Les Archives du monde du travail, mémoire de notre vie sociale, veulent s'ouvrir au grand public
Deux tours triomphantes en briques rouges marquent l'entrée de l'ancienne filature Motte-Bossut, fleuron de l'âge industriel du Nord, fermée en 1981.
Douze ans plus tard, ce "château de l'industrie" est choisi pour héberger les Archives du monde du travail, projet initié sous la présidence de François Mitterrand.
48 kilomètres de documents provenant des entreprises, syndicats ou associations
"Au début des années 80, la France connaît une désindustrialisation extrêmement importante, les usines ferment les unes après les autres et se pose la question de la sauvegarde du patrimoine de toutes ces entreprises qui constitue une part de la mémoire de la France", explique la directrice de ces Archives, Anne Lebel. La région est choisie pour les héberger "en raison de son riche passé industriel et de son patrimoine qui marque encore le territoire". Cinq autres centres devaient être créés en France, mais seul celui de Roubaix a finalement ouvert.Archives de la Compagnie générale de Suez, de la Société des mines d'Antiches, de la Compagnie financière Ottomane, des "Coop" ou de la filature de laine Delmasure : au total, 48 kilomètres de documents provenant d'entreprises grandes et petites, de syndicats ou d'associations sont méticuleusement classés dans les "magasins" de "l'usine monstre". On y déniche des publicités, règlements intérieurs, factures, contrats, prospectus et photographies, datant parfois de plus de 200 ans. "Un document est intéressant à conserver lorsqu'il nous permet de retracer l'histoire de l'entreprise", commente la directrice.
Les pépites des Archives
Parmi les pépites de la collection : le fonds Rothschild, consulté par "de nombreux étrangers", affirme Raphaël Baumard, conservateur du patrimoine. Il comporte notamment une série de correspondances du 19e et 20e siècles avec ses clients. "J'ai l'honneur de vous remettre avec la présente un chèque de 27 dollars que je vous prie de vouloir bien encaisser au crédit de mon compte", écrit par exemple à la banque le philosophe Henri Bergson le 15 mars 1915.Les visiteurs sont presque exclusivement des généalogistes, venant notamment consulter les dossiers individuels des mineurs, et des chercheurs. Et de simples curieux ? "Pas encore, mais c'est l'un de nos objectifs, nous voulons élargir notre public", indique la directrice. "Nous avons des fonds extrêmement riches et variés, mais nous ne sommes pas connus, nos archives sont sous exploitées", regrette cette responsable, nommée l'été dernier.

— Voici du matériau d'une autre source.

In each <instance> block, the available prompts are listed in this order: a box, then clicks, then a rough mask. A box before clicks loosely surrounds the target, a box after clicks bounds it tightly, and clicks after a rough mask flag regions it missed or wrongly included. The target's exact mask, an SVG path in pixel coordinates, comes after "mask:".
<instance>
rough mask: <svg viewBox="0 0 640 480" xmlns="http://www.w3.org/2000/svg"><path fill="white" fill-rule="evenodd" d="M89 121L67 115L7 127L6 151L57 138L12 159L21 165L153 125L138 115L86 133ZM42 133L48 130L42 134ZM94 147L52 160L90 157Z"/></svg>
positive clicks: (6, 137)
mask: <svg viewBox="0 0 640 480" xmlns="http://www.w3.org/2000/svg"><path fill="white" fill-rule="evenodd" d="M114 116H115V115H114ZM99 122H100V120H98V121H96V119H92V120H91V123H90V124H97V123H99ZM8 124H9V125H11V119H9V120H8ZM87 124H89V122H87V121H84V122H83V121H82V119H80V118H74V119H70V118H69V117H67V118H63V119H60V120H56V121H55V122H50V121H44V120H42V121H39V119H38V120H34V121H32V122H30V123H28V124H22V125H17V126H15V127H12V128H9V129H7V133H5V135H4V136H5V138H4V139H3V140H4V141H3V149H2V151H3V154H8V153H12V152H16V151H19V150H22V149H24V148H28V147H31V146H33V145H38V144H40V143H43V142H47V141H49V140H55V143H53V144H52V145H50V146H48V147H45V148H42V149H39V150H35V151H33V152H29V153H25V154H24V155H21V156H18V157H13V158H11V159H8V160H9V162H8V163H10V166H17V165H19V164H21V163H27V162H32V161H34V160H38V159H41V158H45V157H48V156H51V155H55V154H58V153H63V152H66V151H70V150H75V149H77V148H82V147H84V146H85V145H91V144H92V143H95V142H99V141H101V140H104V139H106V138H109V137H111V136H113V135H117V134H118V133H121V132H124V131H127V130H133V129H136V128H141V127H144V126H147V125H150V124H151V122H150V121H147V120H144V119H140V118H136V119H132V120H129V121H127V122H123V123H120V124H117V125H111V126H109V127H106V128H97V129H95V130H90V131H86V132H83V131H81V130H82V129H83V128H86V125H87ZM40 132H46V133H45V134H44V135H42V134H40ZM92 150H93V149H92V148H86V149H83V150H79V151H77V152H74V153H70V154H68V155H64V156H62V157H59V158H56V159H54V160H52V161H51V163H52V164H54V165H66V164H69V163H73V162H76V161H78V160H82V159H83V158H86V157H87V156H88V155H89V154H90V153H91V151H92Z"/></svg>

Simplification de l'outil de recherche
Pour y remédier, l'institut, qui dépend du ministère de la Culture, mène une "refonte du site internet avec une mise en ligne des documents numérisés permettant à tout le monde d'avoir accès aux fonds" et développe "un outil de recherche simplifié", détaille Raphaël Baumard.Pour l'heure, "quatre-cinq" érudits fréquentent chaque jour le centre situé au coeur de Roubaix. A l'image de Selma, venue de Paris explorer les archives des chemins de fer de l'Ouest pour sa thèse. Un corpus "indispensable" qu'elle manie, comme un trésor dans la très studieuse salle de lecture. Quelque 1.400 mètres de la collection sont ainsi dédiés aux compagnies des chemins de fer. "J'ai pris soixante fois le train n°46 qui passe le matin vers Paris : soixante fois, ce train est passé avec du retard", peut-on ainsi lire sur une plainte d'un usager à la compagnie de chemin de fer Paris-Strasbourg.
Autre "joyau" des Archives : un impressionnant registre comptable de la société de fromage de Roquefort. Avec ses 1.500 pages, ses 73 centimètres de hauteur et ses 76 kg, "nous n'avons pas pu le scanner : il aurait brisé la table de numérisation", sourit Raphaël Baumard.